Acute appendicitis requires timely diagnosis. The diagnostic efficacy of tongue examination in making this diagnosis has not been established. This study investigates whether the Tongue Coating Index (TCI), a validated measure of tongue coating, can aid in diagnosing acute appendicitis.
We conducted a prospective cohort study (1 September 2018-31 December 2020) at a single Japanese hospital. Adults (≥20 years) with suspected acute appendicitis, presenting to either the emergency department or general outpatient clinic, were enrolled. Tongue images were taken at presentation; two independent examiners-unrelated to clinical care and blinded to patient data-later scored these images using the TCI. A composite reference standard (clinical findings, imaging, histopathology, follow-up) was used to confirm appendicitis. We compared the TCI's diagnostic performance with the Alvarado score and its components using C-index, area under the curve (AUC), sensitivity and specificity.
Of 145 included patients, 69 (47.6%) were diagnosed with acute appendicitis. The TCI demonstrated comparable discriminative ability (C-index AUC 0.62; 95% CI, 0.53 to 0.71) to that of the Alvarado score (0.66; 95% CI, 0.57 to 0.75).
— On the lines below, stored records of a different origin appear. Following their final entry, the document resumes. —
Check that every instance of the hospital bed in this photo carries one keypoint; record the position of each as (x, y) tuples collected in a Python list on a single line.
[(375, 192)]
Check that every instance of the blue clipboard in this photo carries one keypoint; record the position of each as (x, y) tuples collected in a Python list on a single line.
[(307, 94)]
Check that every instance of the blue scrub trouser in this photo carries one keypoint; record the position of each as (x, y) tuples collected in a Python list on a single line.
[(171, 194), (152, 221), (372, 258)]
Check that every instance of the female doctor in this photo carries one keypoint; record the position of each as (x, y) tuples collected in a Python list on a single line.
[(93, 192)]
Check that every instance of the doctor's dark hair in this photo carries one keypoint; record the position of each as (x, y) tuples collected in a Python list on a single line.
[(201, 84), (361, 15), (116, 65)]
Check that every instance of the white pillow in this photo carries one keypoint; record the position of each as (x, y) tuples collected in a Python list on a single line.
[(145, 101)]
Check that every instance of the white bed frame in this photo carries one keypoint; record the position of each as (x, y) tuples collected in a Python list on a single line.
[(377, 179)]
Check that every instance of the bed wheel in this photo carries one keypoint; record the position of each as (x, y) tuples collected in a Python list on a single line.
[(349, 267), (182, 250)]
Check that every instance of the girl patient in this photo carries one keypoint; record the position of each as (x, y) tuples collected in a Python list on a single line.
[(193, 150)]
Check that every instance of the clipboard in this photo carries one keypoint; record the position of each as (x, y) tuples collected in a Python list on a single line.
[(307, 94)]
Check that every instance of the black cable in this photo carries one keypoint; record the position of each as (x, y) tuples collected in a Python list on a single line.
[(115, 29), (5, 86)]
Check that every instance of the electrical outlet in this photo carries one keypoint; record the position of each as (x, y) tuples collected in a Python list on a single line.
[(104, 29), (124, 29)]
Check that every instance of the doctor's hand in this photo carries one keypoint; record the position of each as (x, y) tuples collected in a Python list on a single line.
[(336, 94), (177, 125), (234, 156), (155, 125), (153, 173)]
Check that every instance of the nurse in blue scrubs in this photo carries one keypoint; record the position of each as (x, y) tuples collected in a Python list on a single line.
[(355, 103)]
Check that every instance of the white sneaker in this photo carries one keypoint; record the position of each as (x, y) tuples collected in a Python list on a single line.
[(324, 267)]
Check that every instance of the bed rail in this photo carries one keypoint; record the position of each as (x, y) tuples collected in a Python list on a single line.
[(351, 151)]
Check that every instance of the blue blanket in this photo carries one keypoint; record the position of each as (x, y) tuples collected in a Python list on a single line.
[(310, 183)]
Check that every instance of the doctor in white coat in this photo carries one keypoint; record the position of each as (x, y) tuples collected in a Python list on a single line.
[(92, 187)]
Of Alvarado score components, migration of pain had an AUC of 0.63 (95% CI, 0.55 to 0.71), anorexia 0.58 (95% CI, 0.50 to 0.66) and tenderness in the right lower quadrant 0.55 (95% CI, 0.50 to 0.60). At a cut-off of 3, the TCI demonstrated high sensitivity of 96% (95% CI, 88% to 98%) but low specificity of 21% (95% CI, 13% to 32%). Conversely, at a cut-off of 10, the TCI showed increased specificity of 83% (95% CI, 73% to 90%) but reduced sensitivity of 29% (95% CI, 20% to 41%).
The TCI showed comparable diagnostic performance to the Alvarado score and its individual components. TCI may potentially serve as an additional non-invasive indicator for diagnosing or ruling out acute appendicitis. Further research is essential to validate its clinical utility.
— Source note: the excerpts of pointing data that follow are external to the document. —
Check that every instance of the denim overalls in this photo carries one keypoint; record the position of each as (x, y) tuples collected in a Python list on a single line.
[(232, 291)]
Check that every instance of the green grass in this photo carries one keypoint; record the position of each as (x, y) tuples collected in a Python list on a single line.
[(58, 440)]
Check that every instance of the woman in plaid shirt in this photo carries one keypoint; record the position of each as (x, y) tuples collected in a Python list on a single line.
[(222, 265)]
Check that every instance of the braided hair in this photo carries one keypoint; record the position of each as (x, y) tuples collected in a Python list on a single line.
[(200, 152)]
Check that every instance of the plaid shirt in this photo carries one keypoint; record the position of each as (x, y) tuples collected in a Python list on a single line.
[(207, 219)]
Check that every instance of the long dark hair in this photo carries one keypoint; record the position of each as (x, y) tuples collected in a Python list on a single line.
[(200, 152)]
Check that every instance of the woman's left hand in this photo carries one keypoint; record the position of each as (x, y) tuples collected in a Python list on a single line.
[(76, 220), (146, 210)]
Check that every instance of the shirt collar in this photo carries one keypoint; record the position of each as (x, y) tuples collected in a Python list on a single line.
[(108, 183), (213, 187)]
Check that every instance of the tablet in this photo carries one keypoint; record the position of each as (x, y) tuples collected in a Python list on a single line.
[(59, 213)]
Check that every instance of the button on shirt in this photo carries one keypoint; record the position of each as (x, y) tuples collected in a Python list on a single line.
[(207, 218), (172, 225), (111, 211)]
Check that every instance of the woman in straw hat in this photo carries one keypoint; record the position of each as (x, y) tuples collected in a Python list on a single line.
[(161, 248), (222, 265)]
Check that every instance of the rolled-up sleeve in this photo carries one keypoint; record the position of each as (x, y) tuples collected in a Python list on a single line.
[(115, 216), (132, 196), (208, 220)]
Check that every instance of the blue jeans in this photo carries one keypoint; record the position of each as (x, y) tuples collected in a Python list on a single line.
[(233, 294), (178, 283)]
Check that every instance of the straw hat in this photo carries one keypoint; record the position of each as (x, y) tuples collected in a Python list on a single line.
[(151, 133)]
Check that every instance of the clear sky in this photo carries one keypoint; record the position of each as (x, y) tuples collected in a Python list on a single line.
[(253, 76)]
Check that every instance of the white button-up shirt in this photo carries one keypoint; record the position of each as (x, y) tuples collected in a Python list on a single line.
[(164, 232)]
急性阑尾炎需要及时诊断。舌诊在该诊断中的诊断效能尚未确立。本研究调查了舌象指数(TCI)这一经过验证的舌苔测量指标是否有助于诊断急性阑尾炎。
我们于2018年9月1日至2020年12月31日在一家日本医院进行了一项前瞻性队列研究。纳入在急诊科或普通门诊就诊的疑似急性阑尾炎的成年人(≥20岁)。就诊时采集舌部图像;两名与临床护理无关且对患者数据不知情的独立检查人员随后使用TCI对这些图像进行评分。采用综合参考标准(临床发现、影像学检查、组织病理学检查、随访)来确诊阑尾炎。我们使用C指数、曲线下面积(AUC)、敏感性和特异性,将TCI的诊断性能与阿尔瓦拉多评分及其各组成部分进行比较。
在纳入的145例患者中,69例(47.6%)被诊断为急性阑尾炎。TCI显示出与阿尔瓦拉多评分相当的鉴别能力(C指数AUC为0.62;95%CI,0.53至0.71),阿尔瓦拉多评分为0.66(95%CI,0.57至0.75)。在阿尔瓦拉多评分的各组成部分中,转移性腹痛的AUC为0.63(95%CI,0.55至0.71),厌食为0.58(95%CI,0.50至0.66),右下腹压痛为0.55(95%CI,0.50至0.60)。截断值为3时,TCI显示出96%的高敏感性(95%CI,88%至98%),但特异性低至21%(95%CI,13%至32%)。相反,截断值为10时,TCI的特异性提高至83%(95%CI,73%至90%),但敏感性降至29%(95%CI,20%至41%)。
TCI显示出与阿尔瓦拉多评分及其各组成部分相当的诊断性能。TCI可能潜在地作为诊断或排除急性阑尾炎的一项额外的非侵入性指标。进一步的研究对于验证其临床效用至关重要。